Organotins as Mitochondrial Toxins
Pp. 112-124 (13)
Sabrina Manente, Alessandra Iero and Marcantonio Bragadin
In vitro toxicity, molecular study of the toxicity mechanisms, which should account for the observed in
vivo effects of toxic compounds, is a complicate issue. The study of organotin compounds is particularly
complicate, since organotins, being chemically versatile, are able to bind covalently and non-covalently to many
biomolecules; also organotins are soluble in lipophilic environments and can affect a wide variety of biological
functions. Therefore, it is difficult to identify the biological mechanism and the molecular target inhibited by the
lowest effective dose. In the interactions of organotin compounds with mitochondria, the problem is “simplified”

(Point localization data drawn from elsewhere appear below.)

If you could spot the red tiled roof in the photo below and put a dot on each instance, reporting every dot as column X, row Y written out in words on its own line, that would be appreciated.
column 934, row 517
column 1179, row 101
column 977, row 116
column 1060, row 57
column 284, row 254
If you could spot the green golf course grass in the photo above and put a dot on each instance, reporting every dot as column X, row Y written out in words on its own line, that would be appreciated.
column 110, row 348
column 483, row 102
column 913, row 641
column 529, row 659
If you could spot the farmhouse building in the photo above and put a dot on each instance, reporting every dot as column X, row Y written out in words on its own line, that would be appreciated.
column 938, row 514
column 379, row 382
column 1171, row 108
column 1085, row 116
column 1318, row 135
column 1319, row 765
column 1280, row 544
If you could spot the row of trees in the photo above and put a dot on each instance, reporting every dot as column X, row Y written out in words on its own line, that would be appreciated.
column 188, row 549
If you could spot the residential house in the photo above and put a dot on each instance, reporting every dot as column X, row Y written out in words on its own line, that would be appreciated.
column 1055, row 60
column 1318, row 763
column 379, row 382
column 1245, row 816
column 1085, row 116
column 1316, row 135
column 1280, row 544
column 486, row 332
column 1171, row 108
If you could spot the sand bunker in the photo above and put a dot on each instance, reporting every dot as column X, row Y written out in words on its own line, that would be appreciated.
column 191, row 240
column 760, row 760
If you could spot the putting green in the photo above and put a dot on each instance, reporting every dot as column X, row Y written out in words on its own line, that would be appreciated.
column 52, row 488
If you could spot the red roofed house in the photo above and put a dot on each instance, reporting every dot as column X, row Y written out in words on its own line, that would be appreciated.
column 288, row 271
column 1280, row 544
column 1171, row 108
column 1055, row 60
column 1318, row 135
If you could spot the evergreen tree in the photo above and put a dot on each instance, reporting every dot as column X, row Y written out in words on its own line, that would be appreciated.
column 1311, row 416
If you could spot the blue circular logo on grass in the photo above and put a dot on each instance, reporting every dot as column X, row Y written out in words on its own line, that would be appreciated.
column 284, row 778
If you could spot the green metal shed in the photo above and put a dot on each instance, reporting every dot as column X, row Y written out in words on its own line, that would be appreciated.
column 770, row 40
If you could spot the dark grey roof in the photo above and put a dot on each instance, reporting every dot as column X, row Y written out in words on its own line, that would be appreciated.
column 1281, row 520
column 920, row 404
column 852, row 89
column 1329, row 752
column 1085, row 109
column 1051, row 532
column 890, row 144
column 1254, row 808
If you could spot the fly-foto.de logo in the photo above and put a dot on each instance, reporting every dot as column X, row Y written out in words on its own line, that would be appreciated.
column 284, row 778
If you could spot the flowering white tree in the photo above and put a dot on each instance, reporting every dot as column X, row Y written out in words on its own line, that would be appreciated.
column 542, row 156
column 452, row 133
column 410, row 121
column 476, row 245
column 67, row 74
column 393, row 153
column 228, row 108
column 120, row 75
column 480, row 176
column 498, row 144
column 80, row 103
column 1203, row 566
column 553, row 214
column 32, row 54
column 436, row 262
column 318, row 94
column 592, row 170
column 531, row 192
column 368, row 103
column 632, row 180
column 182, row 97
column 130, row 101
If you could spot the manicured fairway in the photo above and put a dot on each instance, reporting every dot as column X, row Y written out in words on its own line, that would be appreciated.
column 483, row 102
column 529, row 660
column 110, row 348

since many organotins cause in vivo acute toxicity. Being mitochondria the energy source of the cell,
mitochondrial impairment induces cell damage; therefore, in many cases, mitochondria are the molecular target
responsible for the in vivo acute toxicity. On these bases, ATP synthesis mechanism in mitochondria should be
carefully analysed, in order to individuate the step(s) inhibited by the toxic compounds. Many organotin effects
on the mitochondrial functions are correlated with the ATP synthesis inhibition. In isolated mitochondria, the
(alkyl)3-Sn- compounds inhibit all the steps involved in the ATP synthesis mechanism, but experiments
performed in isolated cells suggest that the mitochondrial ATP synthesis inhibition is probably related to the
opening of the membrane permeability transition pore. In addition, also triphenyltin opens the permeability
transition pore and triggers apoptosis. Other putative and proven mechanisms of organotin action in mitochondria
are considered in detail.
Organotin - mitochondria - membrane permeability transition pore (MPTP) - protonophores - ATP
synthesis inhibition - mitochondrial respiratory chain (MRC).
Department of Environmental Sciences, Ca Foscari University, Calle Larga S. Marta 2137, Dorsoduro 30123 Venice, Italy.